Similarly, there is a section on “Human-centred” requirements, which references “human and children’s rights”, but the example questions indicate a very narrow focus, not a rigorous, detailed examination:
How do the proposed tools avoid re-victimisation of victims in both existing CSAM databases used by the developed systems and newly detected CSAM? Who are the users of the system and how have they been involved in its design? Are CSAM reporting mechanisms (1) included, (2) to whom, (3) likely to be effective? How effective will a system be in preventing CSAM?
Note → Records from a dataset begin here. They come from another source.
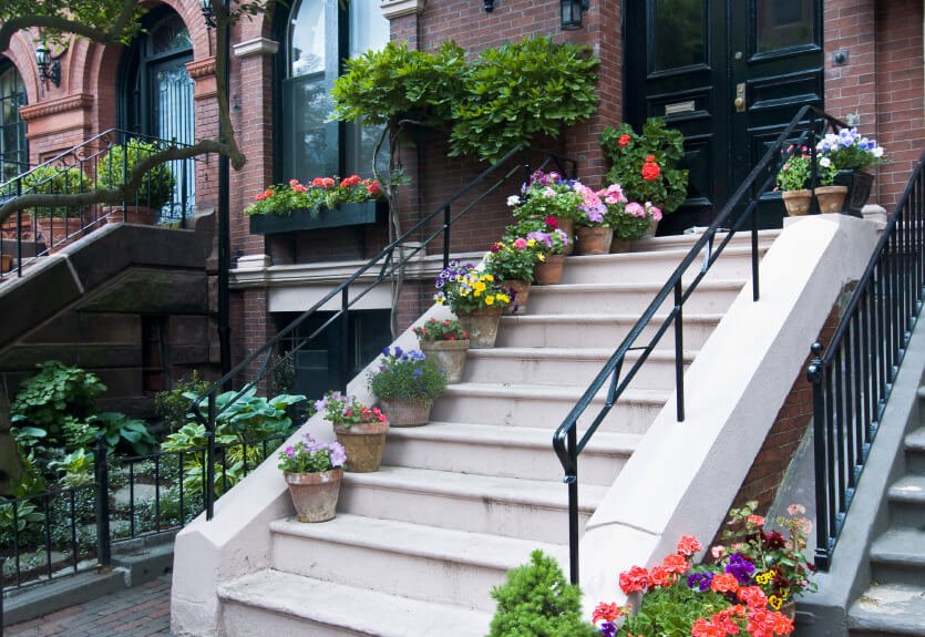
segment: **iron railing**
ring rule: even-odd
[[[668,277],[665,285],[655,296],[651,304],[639,317],[636,325],[630,328],[629,333],[614,351],[603,369],[578,402],[565,417],[563,423],[556,429],[553,435],[553,449],[562,463],[565,472],[564,482],[568,489],[568,544],[569,544],[569,577],[574,584],[578,583],[578,458],[582,451],[594,436],[600,423],[609,414],[616,402],[623,395],[633,378],[645,364],[649,355],[655,350],[656,345],[662,336],[674,326],[675,336],[675,384],[677,393],[678,421],[685,420],[685,384],[684,384],[684,306],[690,296],[696,291],[697,286],[707,276],[712,265],[717,261],[723,248],[729,244],[734,234],[747,223],[750,223],[751,233],[751,282],[752,299],[759,299],[759,250],[758,250],[758,218],[757,209],[762,195],[768,193],[774,183],[778,166],[781,157],[789,156],[785,145],[792,145],[792,152],[802,146],[808,146],[812,156],[812,186],[816,183],[815,175],[815,144],[816,138],[826,131],[837,131],[845,127],[845,124],[832,117],[828,113],[814,106],[803,106],[791,120],[790,124],[781,132],[777,141],[768,148],[761,161],[752,168],[744,182],[736,189],[722,210],[716,216],[710,227],[693,244],[688,255],[680,265]],[[724,228],[729,228],[726,230]],[[724,233],[719,240],[718,235]],[[700,263],[697,263],[701,258]],[[692,278],[684,281],[686,275],[692,274]],[[671,298],[674,306],[665,318],[656,314]],[[643,332],[654,326],[655,332],[648,339]],[[637,360],[624,373],[624,362],[629,351],[639,352]],[[607,386],[604,405],[596,414],[588,419],[587,425],[580,439],[578,436],[578,420],[585,415],[592,405],[594,398]]]
[[[837,328],[806,369],[813,386],[815,564],[828,571],[925,295],[925,174],[912,174]]]
[[[129,152],[110,155],[113,148],[125,148],[134,140],[147,145],[130,146]],[[0,183],[0,204],[29,194],[82,194],[104,185],[121,185],[135,161],[167,147],[186,146],[188,144],[129,131],[105,131]],[[133,220],[138,208],[153,208],[157,223],[185,227],[185,219],[195,213],[196,207],[197,161],[207,162],[208,157],[171,161],[155,167],[134,197],[123,201],[121,205],[43,206],[14,213],[0,225],[0,261],[3,264],[0,280],[10,276],[10,271],[21,277],[23,266],[93,232],[107,220]],[[168,181],[165,183],[158,176]],[[152,216],[151,213],[146,215]],[[10,270],[3,271],[4,268]]]
[[[536,165],[534,165],[533,162],[537,158],[539,161]],[[215,422],[222,414],[220,410],[216,411],[215,405],[215,398],[218,392],[224,391],[232,382],[237,382],[240,390],[230,401],[235,402],[247,391],[256,388],[266,374],[270,373],[276,366],[287,359],[291,359],[296,352],[304,349],[336,321],[340,321],[341,326],[341,342],[339,348],[341,357],[339,386],[340,389],[346,392],[347,382],[350,380],[349,373],[351,369],[348,360],[350,309],[383,281],[391,280],[391,277],[399,273],[401,268],[419,253],[424,251],[425,254],[426,247],[438,238],[442,238],[443,267],[448,267],[450,264],[453,224],[466,215],[475,206],[484,202],[490,195],[497,192],[501,186],[508,183],[508,181],[515,175],[528,177],[534,168],[545,169],[549,165],[555,165],[555,167],[558,168],[558,171],[566,177],[575,176],[577,164],[574,160],[569,160],[547,151],[539,151],[523,146],[517,146],[511,150],[499,162],[485,168],[474,179],[463,186],[443,204],[438,206],[433,212],[424,215],[399,238],[379,250],[376,256],[360,266],[351,276],[325,295],[309,309],[299,315],[274,338],[269,339],[265,345],[246,356],[236,367],[220,378],[205,393],[194,400],[191,409],[196,415],[196,419],[206,425],[206,435],[209,443],[209,456],[212,456],[212,442],[215,435]],[[479,187],[483,185],[485,187],[480,189]],[[363,280],[364,277],[368,278],[370,276],[372,277],[371,280]],[[352,286],[362,287],[361,289],[352,289]],[[320,327],[315,329],[308,336],[304,338],[294,338],[296,337],[296,330],[299,326],[304,325],[328,302],[337,299],[338,297],[340,298],[340,309],[332,312],[332,315],[325,320]],[[282,342],[287,342],[291,347],[285,356],[276,356],[279,353],[277,352],[277,347]],[[256,371],[250,373],[254,367],[256,367]],[[203,412],[203,408],[206,408],[205,412]],[[208,463],[208,468],[212,466],[213,463]],[[214,512],[213,504],[214,502],[210,494],[207,493],[206,515],[208,518],[212,518]]]

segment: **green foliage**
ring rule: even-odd
[[[113,146],[100,158],[96,166],[96,178],[101,188],[121,188],[126,177],[143,160],[164,148],[143,142],[130,140],[126,144]],[[157,164],[142,177],[137,189],[137,202],[151,208],[160,209],[171,201],[174,192],[174,176],[167,164]]]
[[[528,565],[507,573],[492,589],[497,609],[489,637],[592,637],[594,627],[582,619],[582,593],[569,584],[558,563],[534,551]],[[651,633],[651,635],[657,635]]]
[[[597,110],[597,65],[585,49],[547,38],[486,49],[453,103],[449,154],[495,162],[514,146],[586,120]]]
[[[608,126],[600,134],[600,146],[613,164],[606,181],[623,186],[630,202],[651,202],[671,213],[687,198],[688,172],[675,167],[684,157],[685,137],[662,120],[647,120],[641,135],[629,124]]]

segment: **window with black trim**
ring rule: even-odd
[[[380,127],[327,122],[330,92],[343,60],[389,41],[389,21],[376,2],[301,0],[285,25],[280,179],[372,174]]]

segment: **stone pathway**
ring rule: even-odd
[[[3,637],[169,637],[171,575],[7,626]]]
Again, the focus on CSAM plays a dominant role here. What about every other fundamental right? The right to receive and impart information? The right to privacy? If the example questions are reflective of the focus, it is not obvious how the evaluation will cover a more broad-ranging fundamental rights assessment.
There’s no robust data protection analysis
Perhaps tied in with the point above, the scope lacks a robust assessment from a data protection point of view, assuming that all solutions process personal data.
There’s reference to privacy, but not to data protection.
There’s not even the bare bones:
- has the project done a data protection impact assessment?
- does the data protection impact assessment hang together?
- has the project done a draft record of processing activity?
- what is the lawful basis for each of the acts of processing of personal data?
- how does the solution meet the requirement of data protection by design and by default?
The kind of absolute minimum you’d expect of this kind of technology.
I know that the Information Commissioner’s Office has been involved in this project, and I’ve asked them for information about what that has looked like.
What was the project brief from DCMS?
DCMS has not - as of writing this, at least - published the brief which it gave to the REPHRAIN project.
DCMS has not - as of writing this, at least - explained the process for selecting the REPHRAIN project. There might be some kind of public tender but, if there was, I have missed it. (Feel free to correct me if you can cite it - I’ll happily link to it.)
It’s not the REPHRAIN project’s fault if they are delivering to the brief given to them by DCMS.
But these questions go to the heart of whether it is worth me submitting feedback or not. If the scope of the project is already defined, and they are just consulting on the evaluation criteria, then saying “but what about this very thing that you’ve said you’re not covering” is unlikely to be worthwhile.
I would like to see more information on whether the REPHRAIN project was free to set evaluation criteria independently, without a steer from DCMS.
To steer further comments (in particular, whether it is worth submitting feedback), I would also like to understand from REPHRAIN whether the omission of robust legality / fundamental rights / data protection assessments was intentional.
Update 2022-04-06: I’ve submitted this as feedback, via email. Let’s see what, if anything, happens.